Sabemos isso. Temos dele meia dúzia de livros, e um longo silêncio de cerca de
dez anos entre a publicação do último – “Seara de Vento” – e a de “Um Anjo no
Trapézio” que surge agora nas nossas mãos. Um longo silêncio apenas povoado, de
vez em quando de reedições e trabalhos dispersos por jornais. “Um Anjo no
Trapézio” é a palavra de quebrar o silêncio.
Mas (infelizmente) para certos casos o silêncio continua a ser de oiro.

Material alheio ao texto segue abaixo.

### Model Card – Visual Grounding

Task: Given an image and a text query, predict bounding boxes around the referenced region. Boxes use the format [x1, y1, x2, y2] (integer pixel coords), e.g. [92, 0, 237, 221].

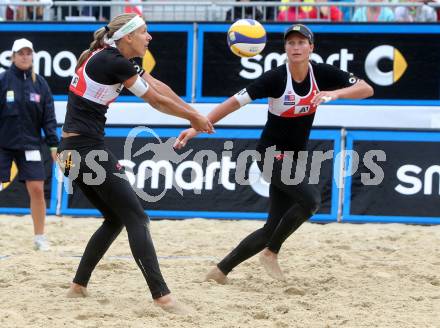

E por vezes (agora) a palavra nem de pedra é…»
José Gomes
Ferreira, nos seus “Dias
Comuns”, 5º volume, no dia 14 de Junho de 1968 escreve esta
entrada:
«O Manuel da Fonseca publicou um livro
novo: “O Anjo no Trapézio.
Ainda não o li, mas gelou toda a gente.
O João José Cochofel:
- É muito mau… Com as palavras
derretidas.
O Augusto Abelaira, a medo, com a
delicadeza natural de não dizer mal dos ausentes:
- “O Fogo e as Cinzas” é um livro
formidável.
O Carlos de Oliveira sacode a cabeça
apavorado com esta verificação:
É terrível! Pode perder-se o talento!
Desgosto de família.
Damos os pêsames uns aos outros. Sinceros.»